Prior to building a hydro-ecological model, it is important identify any sites that could potentially be outliers because they are physically, chemically or geographically dissimilar to the others sites in the dataset. The plot-sitepca function performs a Principal Components Analysis (PCA) which reduces a set of site-level environmental variables down to two uncorrelated ‘principal components’ and plots these components as a two-dimensional scatter plot. Sites that are closer together have more similar environmental characteristics. The proportion of the total environmental variation explained by each component is indicated on the axis labels. The environmental gradients represented by the two axes can be interpreted by reference to the arrows (eigenvectors), which show the direction and strength of correlation between the principal components and the individual environmental variables.

plot_sitepca(data = env_data, vars = c("ALTITUDE", "SLOPE", "WIDTH", "DEPTH", "BOULDERS_COBBLES", "PEBBLES_GRAVEL", "SILT_CLAY"), eigenvectors = TRUE, label_by = "biol_site_id")

In this example, the first component (x-axis) can be interpreted as a longitudinal gradient from wider, deeper rivers (left) to smaller, steeper streams (right), and the second component (y-axis) can be interpreted a gradient in substrate composition from finer pebbles/gravels (top) to coarser boulder/cobbles (bottom).
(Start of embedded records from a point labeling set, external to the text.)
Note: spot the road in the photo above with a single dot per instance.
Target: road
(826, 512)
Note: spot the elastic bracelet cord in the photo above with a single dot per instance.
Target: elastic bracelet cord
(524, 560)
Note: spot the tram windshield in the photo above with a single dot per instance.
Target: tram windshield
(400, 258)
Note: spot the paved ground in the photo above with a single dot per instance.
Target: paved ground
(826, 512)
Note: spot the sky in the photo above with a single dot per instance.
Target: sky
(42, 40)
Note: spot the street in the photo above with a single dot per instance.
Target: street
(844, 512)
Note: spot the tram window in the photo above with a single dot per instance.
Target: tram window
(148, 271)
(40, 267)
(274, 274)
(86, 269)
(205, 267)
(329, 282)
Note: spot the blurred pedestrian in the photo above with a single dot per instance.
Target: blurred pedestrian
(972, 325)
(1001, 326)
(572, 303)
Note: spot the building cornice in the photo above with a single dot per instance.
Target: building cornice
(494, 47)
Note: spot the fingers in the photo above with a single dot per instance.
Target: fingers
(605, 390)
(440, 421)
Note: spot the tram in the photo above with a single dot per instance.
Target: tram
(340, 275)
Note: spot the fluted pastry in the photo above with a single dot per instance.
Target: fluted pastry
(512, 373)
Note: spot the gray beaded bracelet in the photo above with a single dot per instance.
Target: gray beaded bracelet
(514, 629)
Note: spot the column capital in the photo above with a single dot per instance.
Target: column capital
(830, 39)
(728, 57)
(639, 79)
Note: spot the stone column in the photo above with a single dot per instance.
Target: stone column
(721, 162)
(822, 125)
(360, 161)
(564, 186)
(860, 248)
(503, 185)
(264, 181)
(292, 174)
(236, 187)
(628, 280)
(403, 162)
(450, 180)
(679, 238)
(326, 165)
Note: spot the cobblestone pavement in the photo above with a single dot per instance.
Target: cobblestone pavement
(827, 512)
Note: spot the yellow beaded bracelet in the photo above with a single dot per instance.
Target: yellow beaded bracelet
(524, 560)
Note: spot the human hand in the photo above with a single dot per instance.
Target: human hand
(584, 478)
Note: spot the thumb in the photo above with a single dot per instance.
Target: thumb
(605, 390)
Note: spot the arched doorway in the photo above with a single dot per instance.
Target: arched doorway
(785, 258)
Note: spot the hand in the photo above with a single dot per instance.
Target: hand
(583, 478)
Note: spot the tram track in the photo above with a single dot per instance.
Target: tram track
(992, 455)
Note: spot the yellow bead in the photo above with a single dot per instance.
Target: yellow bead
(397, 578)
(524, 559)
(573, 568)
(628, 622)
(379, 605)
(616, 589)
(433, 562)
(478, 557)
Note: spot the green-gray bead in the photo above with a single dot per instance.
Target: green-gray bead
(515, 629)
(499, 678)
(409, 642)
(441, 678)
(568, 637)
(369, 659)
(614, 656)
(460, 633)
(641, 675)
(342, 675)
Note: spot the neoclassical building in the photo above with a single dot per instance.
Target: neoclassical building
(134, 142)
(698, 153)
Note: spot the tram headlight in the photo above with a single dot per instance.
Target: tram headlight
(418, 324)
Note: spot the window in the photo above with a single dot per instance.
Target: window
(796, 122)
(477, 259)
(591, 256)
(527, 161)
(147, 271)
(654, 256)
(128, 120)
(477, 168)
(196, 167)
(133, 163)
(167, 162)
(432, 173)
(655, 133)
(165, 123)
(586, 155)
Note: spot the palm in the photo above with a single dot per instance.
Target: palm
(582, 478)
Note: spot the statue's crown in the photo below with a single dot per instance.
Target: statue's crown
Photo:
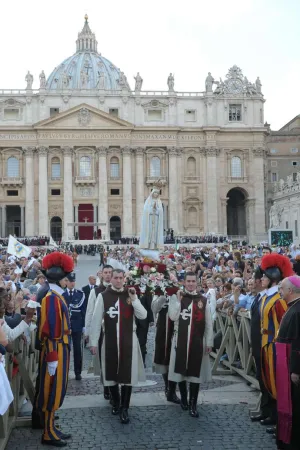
(157, 184)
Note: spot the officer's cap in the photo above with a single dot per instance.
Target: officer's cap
(71, 276)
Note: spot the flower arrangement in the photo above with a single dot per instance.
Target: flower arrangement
(152, 278)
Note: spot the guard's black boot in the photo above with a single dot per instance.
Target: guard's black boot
(115, 399)
(183, 394)
(125, 401)
(194, 391)
(171, 394)
(37, 420)
(106, 393)
(165, 377)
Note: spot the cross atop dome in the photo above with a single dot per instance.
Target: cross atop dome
(86, 39)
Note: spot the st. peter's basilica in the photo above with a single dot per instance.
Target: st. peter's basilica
(81, 153)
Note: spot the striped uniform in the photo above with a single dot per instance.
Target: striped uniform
(272, 310)
(54, 335)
On the basis of these results, we may wish to consider whether sites such as 77216 and 55824 are suitable for inclusion in the model, or whether they are sufficiently different to warrant being excluded.

Assess coverage of historical flow conditions

A hydro-ecological model has a greater chance of revealing relationships between biology metrics and flow variables if the biology samples span a wide range of flow conditions. Good coverage of historical flow conditions by the biology sample data also means that the calibrated model is likely to be better at predicting biological responses under high and low flow scenarios.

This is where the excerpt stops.